I asked him what he was doing now.
“I exist,” he said. “I am agent here for Kontour.” I knew the name. They are a big firm that specialises in harvesting machinery. We had once approached them to subcontract for lawn mower blades but their terms were too stiff. We thrashed the agricultural machinery market pretty thoroughly. It is warm work thinking out technicalities in a foreign language and we put back quite a bit of beer between us.
The orchestra, I was rather surprised to see, had worked through to Item 10 – an imitation of a thunderstorm in the Harz Mountains. We must have been there longer than I thought. I looked at my watch and saw that it was already nearly eleven o’clock.
Messelen leaned forward and said something. It coincided with the best efforts of the timpanist and I lost it. He said it again.
“Where?” I said.
“In the corner. No, to the right of the bandstand. With the fat man. A blonde.”
The place seemed full of fat men with blondes. Suddenly I saw her.
“The big blonde.”
“The one drinking beer?”
“That’s right.”
“What about her?”
“Only that I once saw Herr Thompson here with her.”
With a final crash the orchestra achieved its consummation. The last peals of thunder died away across the mountain tops. The Nibelungen stabled their horses and hung their armour on the wall. In the comparative silence I tried to order my thoughts.
I said: “But that’s Mitzi – Major Piper’s secretary.”
“That is so. Also she sleeps with him.”
I said, “Last time I saw them they were sleeping apart,” but it went over his head.

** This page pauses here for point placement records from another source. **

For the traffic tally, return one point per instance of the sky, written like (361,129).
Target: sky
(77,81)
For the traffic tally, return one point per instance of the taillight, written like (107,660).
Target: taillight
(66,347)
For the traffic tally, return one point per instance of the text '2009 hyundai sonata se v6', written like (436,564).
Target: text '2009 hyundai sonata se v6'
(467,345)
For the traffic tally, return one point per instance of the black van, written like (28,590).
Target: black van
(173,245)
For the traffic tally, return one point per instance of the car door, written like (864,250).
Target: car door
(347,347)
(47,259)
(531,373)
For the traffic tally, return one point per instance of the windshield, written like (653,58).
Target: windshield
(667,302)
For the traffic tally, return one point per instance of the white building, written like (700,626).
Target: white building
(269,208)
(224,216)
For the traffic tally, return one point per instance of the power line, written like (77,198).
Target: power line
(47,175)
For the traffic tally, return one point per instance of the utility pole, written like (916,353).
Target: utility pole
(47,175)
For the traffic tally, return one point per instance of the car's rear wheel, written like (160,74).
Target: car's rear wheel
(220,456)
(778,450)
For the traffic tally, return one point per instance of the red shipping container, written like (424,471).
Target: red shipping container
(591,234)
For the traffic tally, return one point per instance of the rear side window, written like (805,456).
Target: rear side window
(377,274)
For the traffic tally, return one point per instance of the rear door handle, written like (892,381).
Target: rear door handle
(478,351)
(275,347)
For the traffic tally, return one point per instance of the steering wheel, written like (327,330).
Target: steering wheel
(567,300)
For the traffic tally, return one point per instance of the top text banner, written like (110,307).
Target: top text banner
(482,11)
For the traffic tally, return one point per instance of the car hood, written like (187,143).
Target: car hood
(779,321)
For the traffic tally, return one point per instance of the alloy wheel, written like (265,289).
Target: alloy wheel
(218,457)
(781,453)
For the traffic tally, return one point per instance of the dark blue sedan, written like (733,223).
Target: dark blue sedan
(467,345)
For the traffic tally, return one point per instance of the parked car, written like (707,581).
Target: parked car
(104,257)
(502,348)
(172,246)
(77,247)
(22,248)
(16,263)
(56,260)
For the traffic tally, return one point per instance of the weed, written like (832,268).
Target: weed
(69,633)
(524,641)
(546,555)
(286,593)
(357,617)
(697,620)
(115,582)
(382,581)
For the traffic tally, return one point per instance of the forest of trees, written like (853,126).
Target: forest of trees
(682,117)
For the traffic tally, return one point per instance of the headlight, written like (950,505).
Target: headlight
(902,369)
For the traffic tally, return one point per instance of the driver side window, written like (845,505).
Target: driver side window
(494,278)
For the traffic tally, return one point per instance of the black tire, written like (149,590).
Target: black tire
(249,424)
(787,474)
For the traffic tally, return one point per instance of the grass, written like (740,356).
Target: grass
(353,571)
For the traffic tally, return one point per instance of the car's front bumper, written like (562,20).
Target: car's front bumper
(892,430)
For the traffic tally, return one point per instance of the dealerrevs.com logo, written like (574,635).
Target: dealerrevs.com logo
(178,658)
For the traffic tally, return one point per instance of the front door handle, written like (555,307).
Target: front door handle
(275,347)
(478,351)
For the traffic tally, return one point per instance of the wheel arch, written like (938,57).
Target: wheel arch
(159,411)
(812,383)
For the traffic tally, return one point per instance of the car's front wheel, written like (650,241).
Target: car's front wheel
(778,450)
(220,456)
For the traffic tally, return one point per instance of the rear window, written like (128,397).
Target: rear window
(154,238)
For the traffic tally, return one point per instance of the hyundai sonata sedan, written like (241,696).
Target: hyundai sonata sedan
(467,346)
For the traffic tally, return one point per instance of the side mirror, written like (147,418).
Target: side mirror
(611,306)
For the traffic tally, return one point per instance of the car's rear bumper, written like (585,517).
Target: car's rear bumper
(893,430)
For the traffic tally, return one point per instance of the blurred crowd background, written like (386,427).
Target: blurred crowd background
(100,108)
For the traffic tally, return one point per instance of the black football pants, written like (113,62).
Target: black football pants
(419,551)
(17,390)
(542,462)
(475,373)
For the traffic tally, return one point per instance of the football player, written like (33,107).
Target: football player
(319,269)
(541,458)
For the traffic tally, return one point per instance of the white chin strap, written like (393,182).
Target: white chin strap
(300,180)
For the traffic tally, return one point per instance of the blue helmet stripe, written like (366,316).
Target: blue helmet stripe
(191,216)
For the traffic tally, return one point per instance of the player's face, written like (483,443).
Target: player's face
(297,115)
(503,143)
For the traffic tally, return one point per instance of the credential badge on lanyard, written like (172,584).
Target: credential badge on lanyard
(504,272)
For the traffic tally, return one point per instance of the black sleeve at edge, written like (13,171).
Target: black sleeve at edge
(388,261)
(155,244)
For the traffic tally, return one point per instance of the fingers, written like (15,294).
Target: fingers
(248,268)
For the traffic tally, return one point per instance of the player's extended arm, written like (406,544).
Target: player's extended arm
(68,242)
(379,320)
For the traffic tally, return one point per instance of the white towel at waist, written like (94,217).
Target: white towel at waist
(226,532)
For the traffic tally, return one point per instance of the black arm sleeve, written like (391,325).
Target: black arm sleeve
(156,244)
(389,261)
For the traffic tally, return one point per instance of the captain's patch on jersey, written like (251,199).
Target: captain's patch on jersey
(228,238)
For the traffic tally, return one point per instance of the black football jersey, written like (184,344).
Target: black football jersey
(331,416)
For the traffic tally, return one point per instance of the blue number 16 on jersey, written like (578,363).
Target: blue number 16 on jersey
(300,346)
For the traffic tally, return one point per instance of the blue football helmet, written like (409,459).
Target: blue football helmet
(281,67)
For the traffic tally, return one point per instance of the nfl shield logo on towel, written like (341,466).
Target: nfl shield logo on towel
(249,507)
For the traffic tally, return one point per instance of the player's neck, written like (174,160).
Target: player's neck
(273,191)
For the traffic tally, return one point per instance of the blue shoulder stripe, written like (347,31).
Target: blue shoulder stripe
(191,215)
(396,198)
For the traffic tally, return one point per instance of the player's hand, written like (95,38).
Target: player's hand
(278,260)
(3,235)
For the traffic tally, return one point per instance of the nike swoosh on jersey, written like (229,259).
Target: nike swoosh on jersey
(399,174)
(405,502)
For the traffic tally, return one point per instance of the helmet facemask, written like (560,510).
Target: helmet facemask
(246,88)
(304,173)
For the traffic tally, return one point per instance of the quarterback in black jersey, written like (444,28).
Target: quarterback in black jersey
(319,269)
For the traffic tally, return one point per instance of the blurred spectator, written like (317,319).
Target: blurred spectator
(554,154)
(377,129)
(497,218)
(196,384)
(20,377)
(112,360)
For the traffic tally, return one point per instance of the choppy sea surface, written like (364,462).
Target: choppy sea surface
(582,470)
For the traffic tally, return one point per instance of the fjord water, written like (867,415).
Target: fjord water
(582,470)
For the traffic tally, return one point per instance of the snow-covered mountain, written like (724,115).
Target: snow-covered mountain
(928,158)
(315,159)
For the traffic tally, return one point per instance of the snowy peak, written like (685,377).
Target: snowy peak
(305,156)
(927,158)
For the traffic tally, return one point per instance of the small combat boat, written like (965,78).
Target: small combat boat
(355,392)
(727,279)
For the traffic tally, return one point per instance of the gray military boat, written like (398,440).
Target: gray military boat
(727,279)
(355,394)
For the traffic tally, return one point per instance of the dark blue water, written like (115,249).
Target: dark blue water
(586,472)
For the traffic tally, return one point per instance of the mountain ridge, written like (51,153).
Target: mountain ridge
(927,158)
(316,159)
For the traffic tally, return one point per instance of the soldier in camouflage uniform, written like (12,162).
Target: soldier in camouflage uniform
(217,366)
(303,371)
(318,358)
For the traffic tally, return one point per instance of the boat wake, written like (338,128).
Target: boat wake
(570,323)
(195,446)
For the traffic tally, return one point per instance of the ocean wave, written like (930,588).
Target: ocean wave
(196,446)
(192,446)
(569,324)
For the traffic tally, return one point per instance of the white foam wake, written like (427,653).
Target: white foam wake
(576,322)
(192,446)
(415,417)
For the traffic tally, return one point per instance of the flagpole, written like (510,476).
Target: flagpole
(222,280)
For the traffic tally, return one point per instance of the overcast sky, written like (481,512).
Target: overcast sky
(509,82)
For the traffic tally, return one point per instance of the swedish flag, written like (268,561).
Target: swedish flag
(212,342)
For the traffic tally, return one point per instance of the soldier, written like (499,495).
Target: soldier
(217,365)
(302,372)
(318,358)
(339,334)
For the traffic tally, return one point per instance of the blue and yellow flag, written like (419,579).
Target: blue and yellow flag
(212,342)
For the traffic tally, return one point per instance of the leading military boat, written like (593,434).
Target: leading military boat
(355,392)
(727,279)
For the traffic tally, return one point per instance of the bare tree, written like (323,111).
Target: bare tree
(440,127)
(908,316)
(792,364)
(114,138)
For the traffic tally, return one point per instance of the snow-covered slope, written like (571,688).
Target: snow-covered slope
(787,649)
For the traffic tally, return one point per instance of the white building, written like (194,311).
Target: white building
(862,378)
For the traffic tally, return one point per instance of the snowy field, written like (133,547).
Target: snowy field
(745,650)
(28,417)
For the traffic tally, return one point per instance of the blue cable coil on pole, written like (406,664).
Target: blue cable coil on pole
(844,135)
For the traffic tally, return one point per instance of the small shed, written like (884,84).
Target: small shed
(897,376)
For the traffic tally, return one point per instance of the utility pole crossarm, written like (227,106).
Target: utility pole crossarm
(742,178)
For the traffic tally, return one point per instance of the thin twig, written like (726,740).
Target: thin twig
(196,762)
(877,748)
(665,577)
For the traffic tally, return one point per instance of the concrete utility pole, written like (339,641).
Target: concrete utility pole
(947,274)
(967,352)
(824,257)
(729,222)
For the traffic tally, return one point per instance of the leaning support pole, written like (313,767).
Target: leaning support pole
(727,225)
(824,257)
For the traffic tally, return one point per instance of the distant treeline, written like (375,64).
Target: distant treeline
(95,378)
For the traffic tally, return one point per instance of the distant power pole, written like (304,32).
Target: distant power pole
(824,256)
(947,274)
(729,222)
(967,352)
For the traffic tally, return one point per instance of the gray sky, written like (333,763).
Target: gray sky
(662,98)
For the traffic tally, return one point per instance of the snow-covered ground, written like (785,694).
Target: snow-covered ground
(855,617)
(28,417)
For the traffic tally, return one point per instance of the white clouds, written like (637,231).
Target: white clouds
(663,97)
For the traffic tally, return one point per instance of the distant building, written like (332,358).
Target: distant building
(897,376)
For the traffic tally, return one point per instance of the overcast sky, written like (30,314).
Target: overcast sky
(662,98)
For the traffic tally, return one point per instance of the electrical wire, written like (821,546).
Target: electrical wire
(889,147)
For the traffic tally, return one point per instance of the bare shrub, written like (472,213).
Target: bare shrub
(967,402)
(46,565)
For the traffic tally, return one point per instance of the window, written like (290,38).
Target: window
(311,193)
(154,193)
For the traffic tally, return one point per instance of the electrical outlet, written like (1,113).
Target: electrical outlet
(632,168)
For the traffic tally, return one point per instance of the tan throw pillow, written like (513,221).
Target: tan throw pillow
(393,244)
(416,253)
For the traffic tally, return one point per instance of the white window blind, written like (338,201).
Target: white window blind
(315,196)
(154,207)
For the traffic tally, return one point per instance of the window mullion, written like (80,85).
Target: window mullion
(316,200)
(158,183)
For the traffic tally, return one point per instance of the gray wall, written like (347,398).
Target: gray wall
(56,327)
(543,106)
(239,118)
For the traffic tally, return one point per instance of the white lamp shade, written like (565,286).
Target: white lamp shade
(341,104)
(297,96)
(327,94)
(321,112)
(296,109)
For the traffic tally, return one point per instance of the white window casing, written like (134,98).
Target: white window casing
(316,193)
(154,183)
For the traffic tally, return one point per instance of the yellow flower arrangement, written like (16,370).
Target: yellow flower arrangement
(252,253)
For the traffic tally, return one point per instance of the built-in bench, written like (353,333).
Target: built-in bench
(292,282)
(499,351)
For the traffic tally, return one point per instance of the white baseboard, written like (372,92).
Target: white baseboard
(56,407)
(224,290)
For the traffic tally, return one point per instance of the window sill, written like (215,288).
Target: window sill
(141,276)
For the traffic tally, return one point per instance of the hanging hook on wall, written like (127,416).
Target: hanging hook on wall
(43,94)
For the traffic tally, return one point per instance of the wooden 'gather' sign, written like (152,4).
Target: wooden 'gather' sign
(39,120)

“And you say that Colin used to—”
“I do not say that he slept with her.”
“No. But you say that he came here with her.”
“Once. Maybe more often. I do not think it was a secret.”
I agreed that coming to Pleasure Island together would be an odd way of keeping a secret. The place was now absolutely jampacked with people. The orchestra was strapping away its instruments into wicker and canvas containers, and loud-speakers had started to give out bouncy jazz from a south German station.